It seems almost certain that the data engine for this application is going to be a relational database. My analyses so far have concluded the data is pretty structured.
Most applications I’ve worked on have had pretty specific requirements when it comes to their data. These have mostly been business applications that could have fairly static requirements.
This application’s basic needs imply a level of adaptability I don’t normally see at work. Which is fine; the pieces will tie together nicely.
The basic needs outline several entity types and to me at least, imply some others. The top-level entries in the list below are entities, each entity will list multiple attributes. These attributes are something of a brainstorm; not all will be implemented and others will almost certainly come up during analysis, design, and implementation.

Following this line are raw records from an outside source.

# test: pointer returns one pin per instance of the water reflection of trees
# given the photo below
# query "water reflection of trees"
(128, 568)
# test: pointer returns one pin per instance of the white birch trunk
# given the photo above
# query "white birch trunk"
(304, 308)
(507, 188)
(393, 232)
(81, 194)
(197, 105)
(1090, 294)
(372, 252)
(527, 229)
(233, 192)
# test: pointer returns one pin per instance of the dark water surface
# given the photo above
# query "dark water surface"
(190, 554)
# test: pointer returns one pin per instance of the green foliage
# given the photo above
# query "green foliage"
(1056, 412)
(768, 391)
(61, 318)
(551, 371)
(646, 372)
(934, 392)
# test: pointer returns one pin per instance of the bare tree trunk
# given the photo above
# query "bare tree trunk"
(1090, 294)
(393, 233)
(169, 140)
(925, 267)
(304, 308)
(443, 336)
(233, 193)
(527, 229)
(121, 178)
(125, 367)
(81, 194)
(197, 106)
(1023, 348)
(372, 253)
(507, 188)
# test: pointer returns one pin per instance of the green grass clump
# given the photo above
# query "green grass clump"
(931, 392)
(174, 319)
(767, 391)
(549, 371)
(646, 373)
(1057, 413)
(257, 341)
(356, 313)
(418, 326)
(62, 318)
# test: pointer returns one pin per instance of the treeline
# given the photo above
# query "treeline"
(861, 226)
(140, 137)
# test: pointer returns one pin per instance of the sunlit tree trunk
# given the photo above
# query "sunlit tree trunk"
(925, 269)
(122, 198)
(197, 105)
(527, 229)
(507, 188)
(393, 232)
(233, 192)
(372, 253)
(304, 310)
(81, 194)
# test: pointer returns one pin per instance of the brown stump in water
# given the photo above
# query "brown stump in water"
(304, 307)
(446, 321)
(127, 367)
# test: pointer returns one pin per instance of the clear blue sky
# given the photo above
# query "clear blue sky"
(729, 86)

- Document is the conceptual object we’re tracking: a book, a song, a movie, whatever. A document might have several sets of metadata, in fact: from the file itself, downloaded from a metadata repository such as Amazon, or entered by the user.
- Title. The name of the thing.
- Publishers. The creator (probably a company) that produced the thing.
- Files. The data being stored that represents the thing.
- Creators. People who crafted the thing. Creators may have different roles, and a creator may have multiple roles on the same document.
- Description. Freeform text about the document.
- File is a collection of bytes on disk containing the data that makes up a document… or part of it. A document may have more than one file, of different formats or of the same format.
- Location. Where to find the file.
- Size. Number of bytes making up the file.
- CRC64. CRC-64 checksum of the file.
- SHA256. SHA-256 checksum of the file.
- Mime Type. Type of file (how the file is structured, etc.: application/epub+zip, application/pdf, image/jpeg, audio/ogg, etc.); should not depend on file extensions but likely uses libmagic to identify the file type.
- File Name. I suspect this will not be the original file name, but an internally-assigned file name because multiple documents could in fact have bitwise-identical files.
- Description. Freeform text about the file. (I expect this will be null most of the time… but will include it for now.)
- Person is information about a meat popsicle. This could be almost a primitive (at its base, all it needs is a name), but I can imagine many other fields that could be added to this data type. These are used
- Name. Everyone has a name. Even ‘The Man With No Name’ is a name, of a sort.
- Description. Freeform text about the person.
- Series is a collection of documents. Usually this would be ordered (‘set’ is probably a better term for an unordered ‘series’), but I think I can use series for this case also.
- Tag is an important element, allowing the user to add arbitrary classifications and markers to entity types. On the face of it a tag is just a string (and a single entity may have multiple tags), but there could be many kinds of tags with similar but slightly different behavior. As with Person, a particular library might choose to extend the tag type definition.
- Label. The text to display in a tag list.
- Description. Freeform text about the tag.
These likely will not be built directly into the application. Instead, they are likely implemented using plugins (that are shipped with the application and loaded by default… but still, not actually hardcoded).
This is not metadata about the objects being described (name, location, etc.), but metadata used internally by the application to decipher the data entities. Table names are tentative and subject to change, but I know what they do.
- ML_Entity defines the entity types used internally.
- Table Name. Where the content for this entity type is.
- ML_Attribute defines the attributes of an entity, including cardinality and certain constraints. For instance, a ‘rating’ attribute might be defined as a real number from [0..5]. The implementation of this table is not yet fully understood.
- Attribute Name. Name of the attribute, used in queries and the like.
- Attribute Label. How to mark the attribute in the user interface.
- Attribute Type. ‘Primitive’ data type of the attribute.
- Column Name. Name of table column to store the attribute data/value. May be null if the attribute is a many:many (i.e. defined by a link table between this entity’s table and another).
- ML_TagType defines a type of tag.
- Entity Type. What tags of this type can be applied to.
- Tag Delimiter. How to separate tags in a list (often will be ‘,’, but it might be useful to separate on strings that don’t appear in values we might want to use).
- Hierarchy Delimiter. How to separate levels (and group tags within their groups) in the tag browser (as tag delimiter, might commonly be one value but there may be times another value works better).
These likely will be built directly into the application, and the application will have a facility to modify the content of these tables (and the database underneath them). Adding or removing ML_Entity records should be expected to add or remove entity types, adding or removing ML_Attribute records should be expected to add or remove columns from the entity’s table (or add or remove link tables, for many:many attributes).
This post is likely to see a fair bit of revision as I dig deeper into how this application’s data will be represented. In fact, I know it will because there are other metadata tables I haven’t touched on yet.